BANGKOK - Mantan perdana menteri Thailand Thaksin Shinawatra menunda kepulangannya karena menunggu adanya terobosan dalam kebuntuan pascapemilu yang dapat membuat partai keluarganya memimpin pemerintahan koalisi.

Miliarder berusia 74 tahun yang memenangkan dua pemilu namun digulingkan dalam kudeta militer 2006, mengasingkan diri selama 15 tahun. Ia telah lama mengatakan ingin kembali ke rumah, meskipun menghadapi tuduhan kriminal yang menurutnya bermotif politik.

Sabtu (5/8), Thaksin mengatakan menunda kepulangannya karena ada janji medis.

"Saya ingin menunda tanggal kepulangan saya ke Thailand tidak lebih dari dua minggu," katanya di Twitter, yang kini menjadi X.

Putrinya, Paetongtarn Shinawatra, kandidat perdana menteri dari partai Pheu Thai yang berada di urutan kedua dalam pemilihan, bulan lalu mengumumkan, ayahnya akan tiba pada 10 Agustus mendatang.

Kembalinya Thaksin berpotensi mengobarkan kondisi politik yang sudah tegang.

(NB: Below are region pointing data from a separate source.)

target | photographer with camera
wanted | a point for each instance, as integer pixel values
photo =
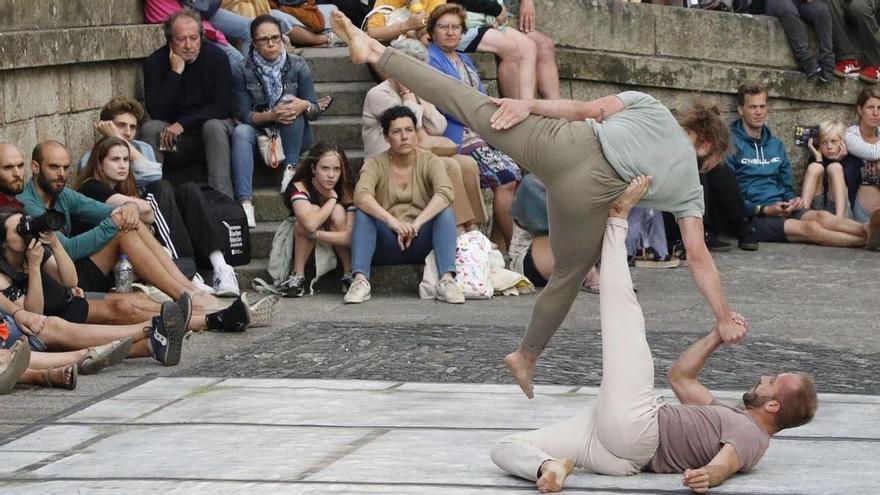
(35, 269)
(764, 174)
(111, 232)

Thaliand berada dalam kebuntuan politik setelah Senat yang didominasi militer memblokir pemimpin Partai Maju Maju (MFP) menjadi perdana menteri setelah memenangkan kursi parlemen terbanyak dalam pemilihan Mei.

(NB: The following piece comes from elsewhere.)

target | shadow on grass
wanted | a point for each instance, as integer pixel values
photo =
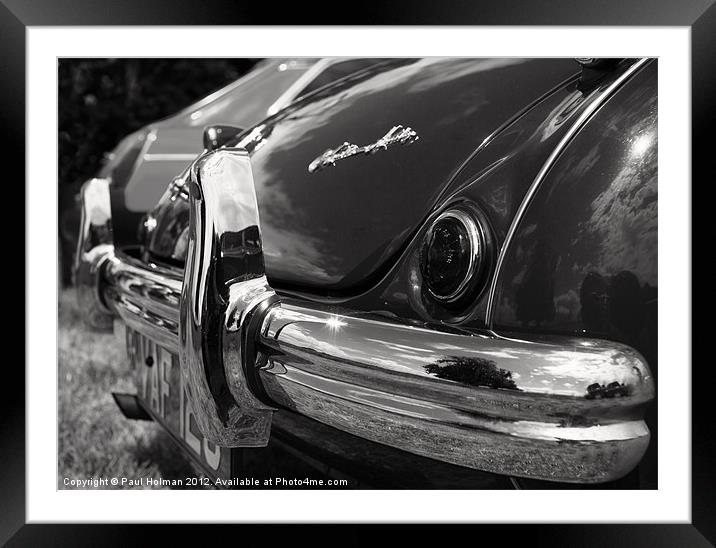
(94, 439)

Partai Pheu Thai yang didukung Thaksin berusaha membentuk pemerintahan. Taipan properti Srettha Thavisin akan menjadi calon perdana menterinya.

Ketua DPR telah menunda tanggal pemungutan suara PM sampai putusan Mahkamah Konstitusi pada 16 Agustus.

Analis politik Universitas Naresuan, Napisa Waitoolkiat mengatakan baru-baru ini, ada spekulasi kesepakatan antara Thaksin dan elite untuk membentuk koalisi yang akan mencakup partai-partai pro-militer.

"(Penundaan) berarti dia mendapat sinyal bahwa kesepakatan itu tidak dibuat," katanya kepada AFP.

Partai-partai yang terkait dengan Thaksin telah mendominasi politik Thailand sejak 2001. Namun mereka kehilangan dua perdana menteri karena kudeta militer dan satu lagi karena keputusan pengadilan.

Thaksin telah mengasingkan diri ke Dubai sejak 2008 dan secara teratur menyapa pendukungnya di platform media sosial Clubhouse dengan menggunakan nama samaran Tony Woodsome.

Selama berada di luar negeri, dia dihukum untuk empat kasus pidana, salah satunya kini telah melewati undang-undang pembatasan.

Tiga hukuman lainnya total 10 tahun, dan dia masih dalam penyelidikan dalam kasus lain.

Pada Mei, dia mengatakan siap untuk diadili meskipun mengklaim bahwa kasus tersebut bermotif politik.